Experts Claim Decentralized Darknet Markets Will Lead To Unstoppable Clones Of Silk Road

Silk Road
Yuri Shebalius / shutterstock

If you ask people what one darknet site they know, the most common answer is Silk Road, the site that opened the world to the possibilities of a “mostly unregulated” marketplace, and led to Ross Ulbricht receiving a life sentence in prison. At the time Silk Road launched and became the bogeyman to law enforcement agencies, the technology that made it possible is what made it successful. It wasn’t on the clearnet, which meant it had to be located using TOR, which meant most people would never see it.

You had to use cryptocurrency, Bitcoin in those days, in order to use it, and you had to have some guts, because whatever you were engaging in was illegal and could result in serious jail time. For a time, all of that made Silk Road work. Clones came and went, but Silk Road was the leader, until the day it wasn’t.

Regardless of whether anyone wants to pin Silk Road going down on Ulbricht, ChronicPain, or anyone involved in site administration, what it can all trace back to is that the market was centralized. Regardless of people arriving there using TOR, or TOR with Tails and another proxy, the market was ultimately located in one place on a central server. When Ulbricht was apprehended, the site was seized and that was it. But what if the site wasn’t hosted on a central server?

Eden Market recently produced a white paper that discusses their role as the the first decentralized darknet market on the blockchain. In it, they not only discuss the importance of using a privacy cryptocurrency like Monero that doesn’t allow for legal entities to perform a blockchain analysis, which means the transaction is actually untraceable, but the need for a decentralized market to have actual privacy and security.

The security isn’t just for the market to keep it from being seized in one motion, but for buyers whose data is hosted on it, and to avoid users becoming the victims of cash-out scams. TradeRoute, Outlaw, Nucleus, Black Bank, Evolution, and Sheep have all pulled this move in the past with no repercussions because with an anonymous centralized market that can vanish in the blink of an eye, who do you punish?

The combination of a private cryptocurrency and a decentralized market is as close to unstoppable as a market can currently be. In a sense, it is exactly what Silk Road was supposed to be, something that was passed from one user to another. While it is a victory for those who value privacy above all else, many wonder if privacy is worth having an unstoppable market, darkent or clearnet, that authorities cannot seize, likely cannot crack without an inside helper, that will live on so long as someone has the proper admin credentials to keep it operating. Given the choice between that and the centralized server system most markets operate on currently, it only makes sense that most will opt for the superior decentralized option when the time is right. In that sense, the clones will rise.

The ethical dilemma is if we should have access to decentralized markets where transactions are anonymous. Blockonomi raised the question first, wondering aloud if we should have markets where guns, bombs, and other implements of destruction can be sold.
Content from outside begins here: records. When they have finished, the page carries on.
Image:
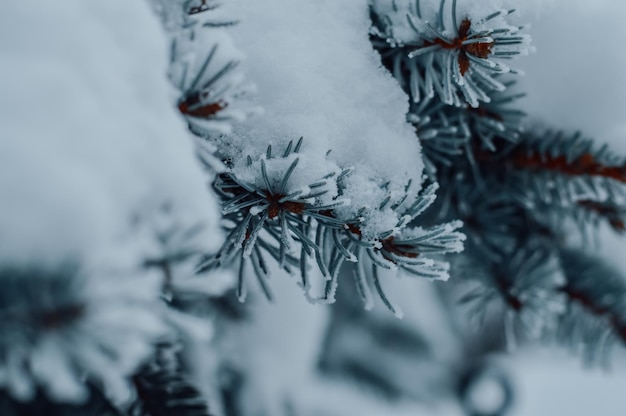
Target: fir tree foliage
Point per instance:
(517, 190)
(456, 57)
(298, 226)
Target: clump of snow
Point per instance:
(319, 78)
(90, 140)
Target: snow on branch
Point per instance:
(456, 56)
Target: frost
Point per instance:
(326, 84)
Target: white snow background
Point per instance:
(89, 137)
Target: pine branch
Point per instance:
(164, 390)
(458, 70)
(596, 295)
(95, 405)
“This then leads to a number of important ethical questions. On the one hand, using sites like eBay and to facilitate person-to-person trades comes with its own problems. Specifically, these kinds of sites tend to track and sell data about their users, something that privacy advocates would undoubtedly object to. However, a market that allows for the unrestrained sale of dangerous items could be a serious issue. Drugs aside, these markets have also been known to facilitate the sale of firearms and easily concealed knives or other weapons. It is conceivable that terrorists of the future (or even today) could make use of these types of markets in order to buy and sell weapons or other destructive or deadly items.”

While authorities have said if there is ever such a thing as a truly unstoppable darknet market, people would flock to it and the widespread corruption it causes would lead to total chaos, most experts view it quite differently. The existence of such a market in the here and now has not led to widespread global chaos. People that used the markets before continue to for the most part. New people always appear. Old markets are seized, replacements spawn in their place. The estimated amount of money going into darknet markets remains fairly static.

Blockonmi compares it to the arguments that were made when the debates over the legalization of marijuana began. People that used it continued to; people that didn’t want to use it didn’t suddenly begin to just because they had the ability to do so legally. In that sense, the darknet and the markets that reside within it have been the same, always present, always open for business, but they’re not bringing in hordes of new customers just because they are there.